All of it is here, between the lines or on the page, and it makes the space in which Nick walks feel dynamic and alive. Here, the idea of London in that one moment is captured on the page, and it feels real, from the tops of the towers down to the much clogging the drains. If the characterisation is top-notch, the world-building, in constructing that recognisable place, is superb.
So, it’s got some cracking characters, ones you’ll love and ones you’ll love to hate. But what about the story?
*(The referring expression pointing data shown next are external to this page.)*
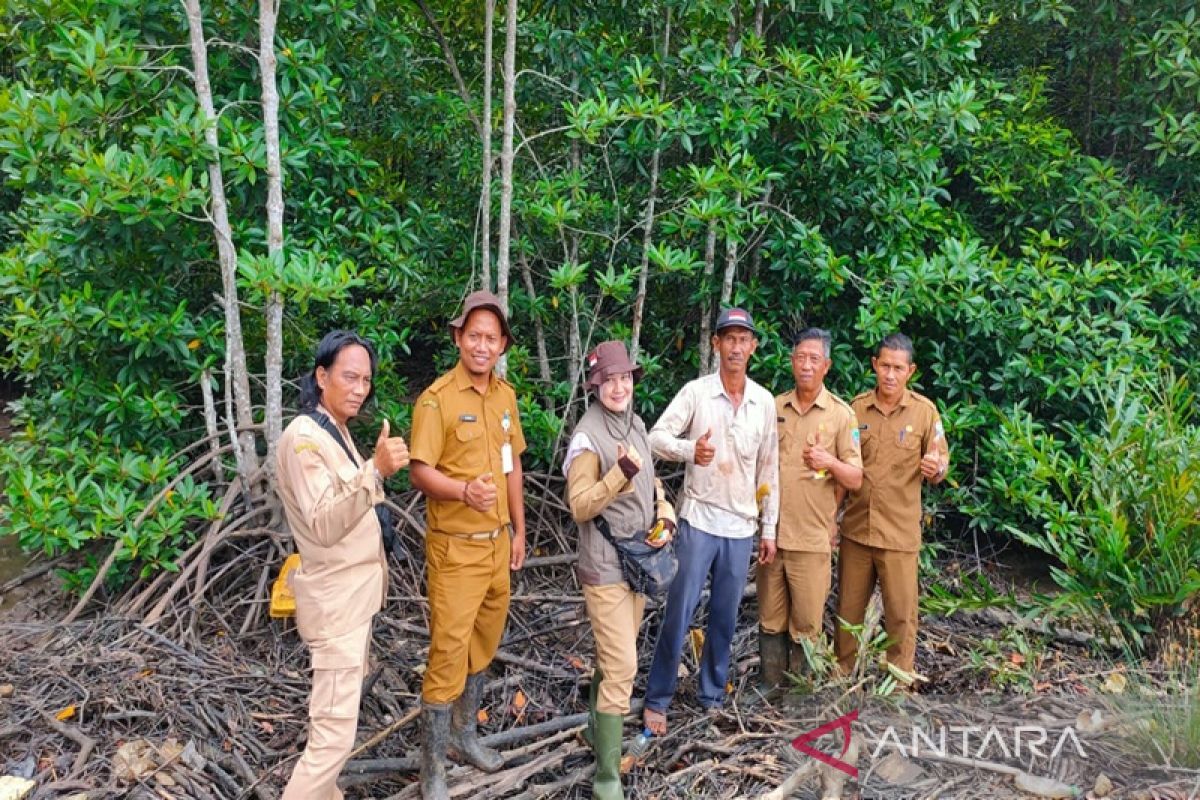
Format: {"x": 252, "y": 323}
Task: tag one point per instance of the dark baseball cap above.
{"x": 736, "y": 318}
{"x": 481, "y": 299}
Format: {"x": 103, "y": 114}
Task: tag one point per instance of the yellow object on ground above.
{"x": 283, "y": 600}
{"x": 15, "y": 788}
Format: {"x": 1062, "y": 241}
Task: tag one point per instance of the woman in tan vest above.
{"x": 610, "y": 474}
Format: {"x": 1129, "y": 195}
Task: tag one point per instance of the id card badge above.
{"x": 507, "y": 447}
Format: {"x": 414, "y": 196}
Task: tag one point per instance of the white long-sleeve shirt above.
{"x": 720, "y": 499}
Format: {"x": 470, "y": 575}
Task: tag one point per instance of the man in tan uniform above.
{"x": 819, "y": 461}
{"x": 903, "y": 445}
{"x": 467, "y": 446}
{"x": 329, "y": 494}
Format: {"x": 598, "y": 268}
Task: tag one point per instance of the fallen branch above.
{"x": 87, "y": 744}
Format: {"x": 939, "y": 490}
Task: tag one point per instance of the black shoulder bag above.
{"x": 648, "y": 570}
{"x": 390, "y": 540}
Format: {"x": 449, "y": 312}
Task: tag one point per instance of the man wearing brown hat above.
{"x": 466, "y": 458}
{"x": 819, "y": 462}
{"x": 723, "y": 426}
{"x": 904, "y": 447}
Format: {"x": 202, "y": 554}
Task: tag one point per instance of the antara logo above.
{"x": 843, "y": 722}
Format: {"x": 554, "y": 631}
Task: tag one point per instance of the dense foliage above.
{"x": 1013, "y": 182}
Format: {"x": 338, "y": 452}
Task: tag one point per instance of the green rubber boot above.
{"x": 606, "y": 783}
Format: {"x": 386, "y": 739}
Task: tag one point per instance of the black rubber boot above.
{"x": 436, "y": 723}
{"x": 593, "y": 693}
{"x": 797, "y": 662}
{"x": 772, "y": 660}
{"x": 606, "y": 783}
{"x": 463, "y": 728}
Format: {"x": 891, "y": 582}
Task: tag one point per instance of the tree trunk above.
{"x": 648, "y": 223}
{"x": 210, "y": 423}
{"x": 731, "y": 268}
{"x": 735, "y": 32}
{"x": 706, "y": 319}
{"x": 235, "y": 350}
{"x": 268, "y": 12}
{"x": 485, "y": 192}
{"x": 756, "y": 253}
{"x": 539, "y": 331}
{"x": 510, "y": 112}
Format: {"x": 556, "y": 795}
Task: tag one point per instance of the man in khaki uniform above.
{"x": 329, "y": 494}
{"x": 467, "y": 446}
{"x": 819, "y": 461}
{"x": 903, "y": 445}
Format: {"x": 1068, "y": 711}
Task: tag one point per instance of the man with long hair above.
{"x": 330, "y": 495}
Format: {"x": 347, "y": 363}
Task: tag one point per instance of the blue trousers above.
{"x": 701, "y": 555}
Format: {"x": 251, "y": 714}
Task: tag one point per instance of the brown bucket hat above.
{"x": 481, "y": 299}
{"x": 607, "y": 359}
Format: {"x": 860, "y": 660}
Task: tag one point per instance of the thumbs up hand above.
{"x": 480, "y": 493}
{"x": 705, "y": 451}
{"x": 391, "y": 452}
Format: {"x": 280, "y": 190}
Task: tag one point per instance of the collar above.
{"x": 462, "y": 378}
{"x": 905, "y": 398}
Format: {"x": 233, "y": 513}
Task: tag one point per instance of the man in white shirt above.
{"x": 723, "y": 426}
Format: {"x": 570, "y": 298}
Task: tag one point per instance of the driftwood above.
{"x": 219, "y": 677}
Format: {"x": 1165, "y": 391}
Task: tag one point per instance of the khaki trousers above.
{"x": 468, "y": 589}
{"x": 792, "y": 591}
{"x": 858, "y": 569}
{"x": 616, "y": 614}
{"x": 339, "y": 666}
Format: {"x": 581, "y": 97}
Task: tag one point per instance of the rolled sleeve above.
{"x": 429, "y": 437}
{"x": 588, "y": 492}
{"x": 849, "y": 451}
{"x": 663, "y": 507}
{"x": 768, "y": 473}
{"x": 666, "y": 437}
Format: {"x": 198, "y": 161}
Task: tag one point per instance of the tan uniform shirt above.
{"x": 886, "y": 511}
{"x": 460, "y": 433}
{"x": 330, "y": 501}
{"x": 721, "y": 498}
{"x": 808, "y": 499}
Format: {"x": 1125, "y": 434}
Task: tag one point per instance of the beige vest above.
{"x": 631, "y": 511}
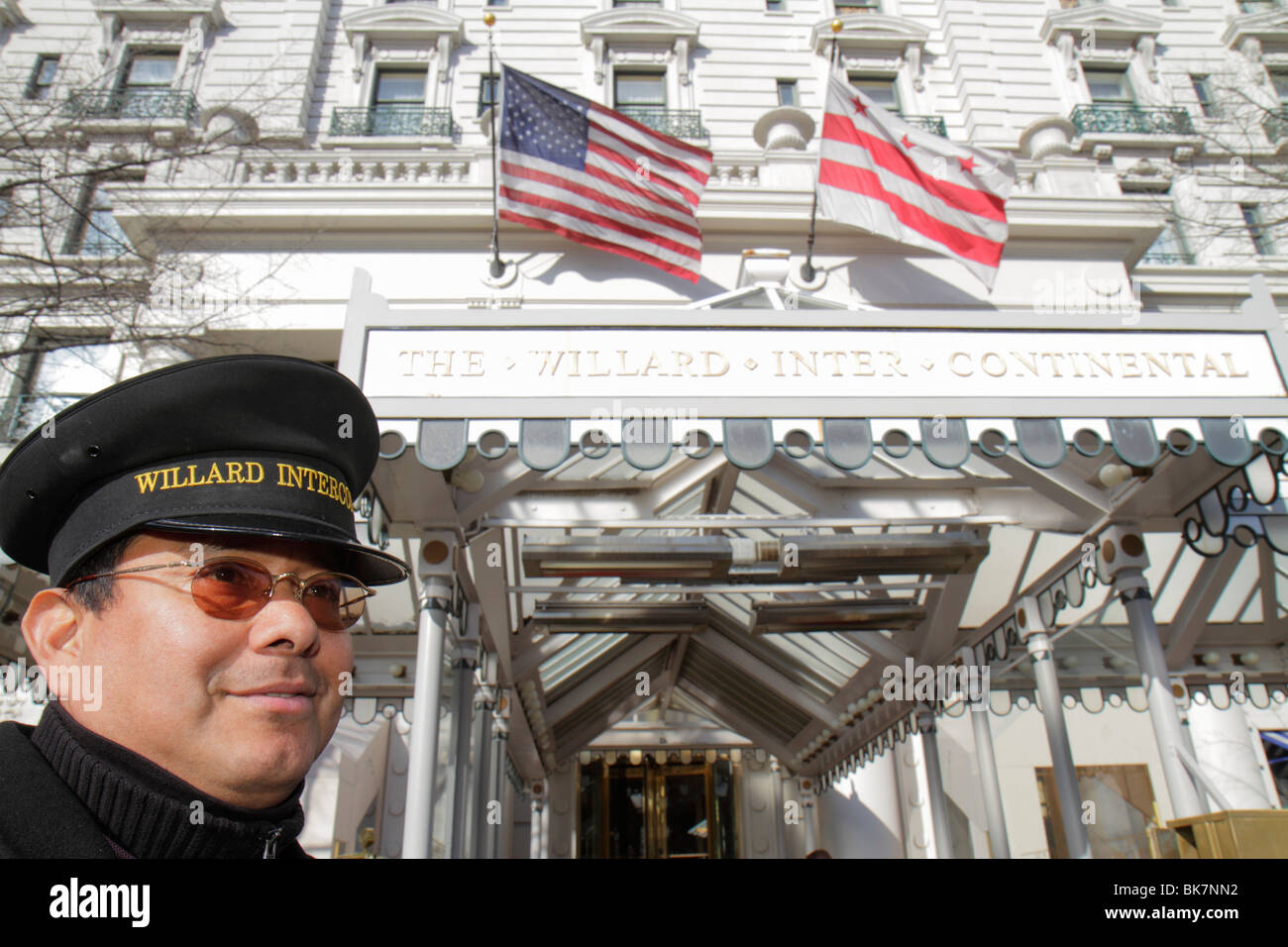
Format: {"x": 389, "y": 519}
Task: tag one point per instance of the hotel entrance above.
{"x": 639, "y": 808}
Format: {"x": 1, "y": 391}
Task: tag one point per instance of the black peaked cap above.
{"x": 258, "y": 445}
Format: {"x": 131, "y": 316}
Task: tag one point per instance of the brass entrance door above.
{"x": 657, "y": 810}
{"x": 681, "y": 812}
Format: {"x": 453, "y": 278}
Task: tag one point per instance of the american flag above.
{"x": 902, "y": 182}
{"x": 590, "y": 174}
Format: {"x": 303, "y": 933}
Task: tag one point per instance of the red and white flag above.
{"x": 593, "y": 175}
{"x": 894, "y": 179}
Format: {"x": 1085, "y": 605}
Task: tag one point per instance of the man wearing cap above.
{"x": 196, "y": 525}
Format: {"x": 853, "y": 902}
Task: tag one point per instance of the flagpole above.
{"x": 807, "y": 270}
{"x": 496, "y": 268}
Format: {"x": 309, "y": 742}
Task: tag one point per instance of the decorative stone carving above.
{"x": 408, "y": 26}
{"x": 1250, "y": 33}
{"x": 1103, "y": 34}
{"x": 894, "y": 39}
{"x": 784, "y": 128}
{"x": 187, "y": 21}
{"x": 1050, "y": 136}
{"x": 634, "y": 31}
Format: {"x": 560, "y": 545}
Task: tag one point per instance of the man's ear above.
{"x": 52, "y": 628}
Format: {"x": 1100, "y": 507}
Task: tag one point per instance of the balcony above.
{"x": 669, "y": 121}
{"x": 138, "y": 105}
{"x": 1275, "y": 127}
{"x": 932, "y": 124}
{"x": 391, "y": 120}
{"x": 1131, "y": 120}
{"x": 29, "y": 411}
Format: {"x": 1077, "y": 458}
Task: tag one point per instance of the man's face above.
{"x": 193, "y": 693}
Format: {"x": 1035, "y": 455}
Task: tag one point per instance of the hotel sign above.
{"x": 473, "y": 369}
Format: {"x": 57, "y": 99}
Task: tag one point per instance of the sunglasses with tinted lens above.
{"x": 235, "y": 589}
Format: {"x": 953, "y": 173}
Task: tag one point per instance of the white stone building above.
{"x": 343, "y": 206}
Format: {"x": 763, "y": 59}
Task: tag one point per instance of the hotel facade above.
{"x": 866, "y": 558}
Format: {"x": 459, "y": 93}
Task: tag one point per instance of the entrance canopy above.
{"x": 724, "y": 527}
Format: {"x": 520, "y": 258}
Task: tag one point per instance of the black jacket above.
{"x": 62, "y": 788}
{"x": 40, "y": 817}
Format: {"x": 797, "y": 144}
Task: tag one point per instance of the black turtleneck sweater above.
{"x": 143, "y": 810}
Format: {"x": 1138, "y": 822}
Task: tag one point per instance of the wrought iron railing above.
{"x": 1275, "y": 125}
{"x": 393, "y": 120}
{"x": 1138, "y": 120}
{"x": 669, "y": 121}
{"x": 932, "y": 124}
{"x": 149, "y": 105}
{"x": 26, "y": 412}
{"x": 1168, "y": 260}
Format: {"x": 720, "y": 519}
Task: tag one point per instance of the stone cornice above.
{"x": 1106, "y": 20}
{"x": 1249, "y": 31}
{"x": 11, "y": 16}
{"x": 868, "y": 31}
{"x": 636, "y": 25}
{"x": 402, "y": 21}
{"x": 162, "y": 11}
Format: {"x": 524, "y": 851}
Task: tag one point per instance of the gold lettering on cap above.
{"x": 147, "y": 480}
{"x": 236, "y": 472}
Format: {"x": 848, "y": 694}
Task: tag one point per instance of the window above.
{"x": 146, "y": 84}
{"x": 639, "y": 89}
{"x": 146, "y": 71}
{"x": 1280, "y": 82}
{"x": 95, "y": 232}
{"x": 1109, "y": 86}
{"x": 1203, "y": 91}
{"x": 42, "y": 77}
{"x": 487, "y": 90}
{"x": 398, "y": 101}
{"x": 1257, "y": 230}
{"x": 1276, "y": 757}
{"x": 880, "y": 89}
{"x": 1170, "y": 247}
{"x": 63, "y": 369}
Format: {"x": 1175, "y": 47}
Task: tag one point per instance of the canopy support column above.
{"x": 463, "y": 705}
{"x": 999, "y": 841}
{"x": 500, "y": 755}
{"x": 780, "y": 812}
{"x": 423, "y": 750}
{"x": 807, "y": 815}
{"x": 1132, "y": 591}
{"x": 935, "y": 781}
{"x": 481, "y": 772}
{"x": 1038, "y": 644}
{"x": 535, "y": 834}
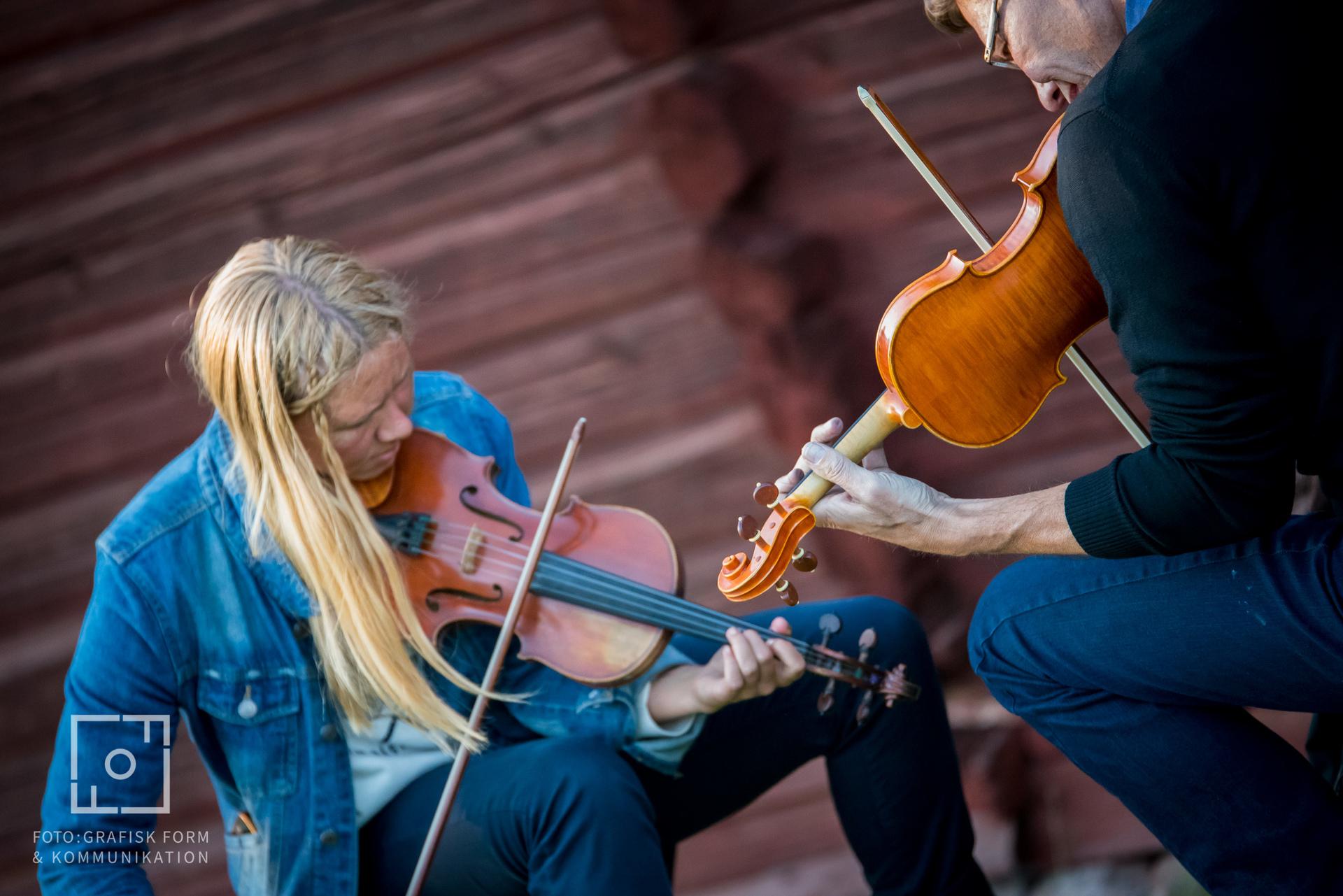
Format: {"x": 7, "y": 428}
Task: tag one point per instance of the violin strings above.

As usual, no spoilers. But I’ll say this It works. In part it’s a coming of age, as Nick tries to deal with his own imminent mortality, and with the struggles he’s having with his friends, and even (horrors), romantically. But it’s also got a personal dimension, as Nick and the gang work to save, if not the world, at least themselves – while figuring out who exactly they are. There’s some wonderful dialogue, which made me chuckle at its teen awkwardness in one breath and wrung my heart at its genuine, raw emotion in the next. It’s a story which opens strongly, and one which won’t let you go. It’s a story about making hard choices, and about growing up. It’s a story about deciding who you are, or want to be. And it’s an absolutely cracking read, for that. I genuinely couldn’t put it down once I started, and if the characters and the world helped build that, the need to see what happened next, the way the story pulled me into the world, the way I was gripped by every page – that surely put the capstone on it.
This is, to be simple about it, a really enjoyable, clever work of science fiction, which invites you to wrestle with some big ideas alongside a compelling and personal story. Pick it up, you won’t regret it.